As I look to my left, up on a stage, Elizabeth Berkley is stark naked with three other women. They are humping a pole with their legs spread and their tongues out. Elizabeth licks the pole. She is supposed to kick her G-string panties off her ankle, but they keep getting caught on her heel. So they keep doing it again and again.
Over the throbbing music Paul yells, “Joe, I saved this scene for you!”
Guy is cool, Joe is amused, and Sam is overheating.
Gina Gershon comes over and starts to say how much she admires Joe and how she knows he must have modeled Cristal after Aphrodite or some such theory. I’m not really listening, but at least she’s dressed.
Then Paul yells cut. All the women grab a robe, except Elizabeth. She skips down the stairs and comes jiggling over to us. She is so hot and so close to us I can smell her. Heat is emanating from her. She has on shiny body glitter and high heels. And that’s all.
She says, “Hi Nomi! I’m Nomi!”
I say, “Well, it was a childhood nickname of mine but the similarities end there.” She tilts her head and laughs.
When you talk to someone in a crowded room who is naked (as I discovered) you try to keep contact with their eyes. The weird thing is that her eyes are two different colors. One is green and one is brown. So even that is uncomfortable.
She shakes hands with Guy and Sam and Joe and then starts gushing about how this character is her and how Joe is like a god on the set.
Suddenly I feel extremely nauseous. Either morning sickness, the smoke, or the conversation.
Anyway, I think, “I can’t just bolt out of here. They’ll think the prom queen can’t handle it.” So I take deep breaths.
Then Paul comes up behind Elizabeth and puts both arms around her waist and his hands on her belly. And he smiles.
“At last you meet Nomi,” he says to Joe. I’m looking for an exit. Joe, who knows me so well, leans down and says, “I’d like to go outside for a cigarette; join me.”
When we get out there I can feel the wind cooling the sweat on my upper lip. He looks at me and says, “Jesus Christ,” but that’s as far as he gets, because out comes “Nomi” and she’s making a beeline for us.
She’s now wearing a G-string and holding a top about the size of a wet-wipe.

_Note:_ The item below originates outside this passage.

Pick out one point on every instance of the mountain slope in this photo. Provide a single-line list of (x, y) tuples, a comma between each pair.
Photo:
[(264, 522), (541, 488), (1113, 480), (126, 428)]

She’s talking and appearing to be trying to untangle her top so she can put it on, but she’s bouncing up and down with her efforts.
She says as she’s fumbling, “How did you like it?” And Joe says, “Boy that was something …”
Then he says, “You know, Paul looks really happy …” sort of fishing to see how she feels about Paul.
And she says, “Yeah, well, did you know that I sing? I heard you have a script with a singer in it …” Joe looks at me blankly.
I say, “Foreplay.”
He says, “Oh, yeah.”
She goes on about how she would love to read it. She finally gets her top on and hooks her fingers into the armholes. It’s a loose tank top. As she talks, she swings her hands back and forth in front of her so that her breasts pop in and out of the armholes.
I’m watching. Nipples. No nipples. Nipples. No nipples. I’m still feeling queasy.
Suddenly, Sam Fischer bolts out the door and races up to us. “I’m going to get water! You guys want any?” I say yes, Joe passes.
Seconds later Sam comes racing back with two Dixie cups splashing on his coat sleeves. As I watch him, I’m thinking, “He’s coming undone …”
In the meantime, Elizabeth has brushed my hair back from my shoulder, Joe’s hair back from his shoulder, and is saying how she’d love to get together. Mercifully, she is called back to the set to have her nipple rouge touched up for the next scene.
Joe says, “Let’s go,” and we head to the limo.
On the way there Paul comes out and he says, “Joe!” He looks like a maniac. His hair is hanging in damp hunks around his face and he’s laughing. We all laugh.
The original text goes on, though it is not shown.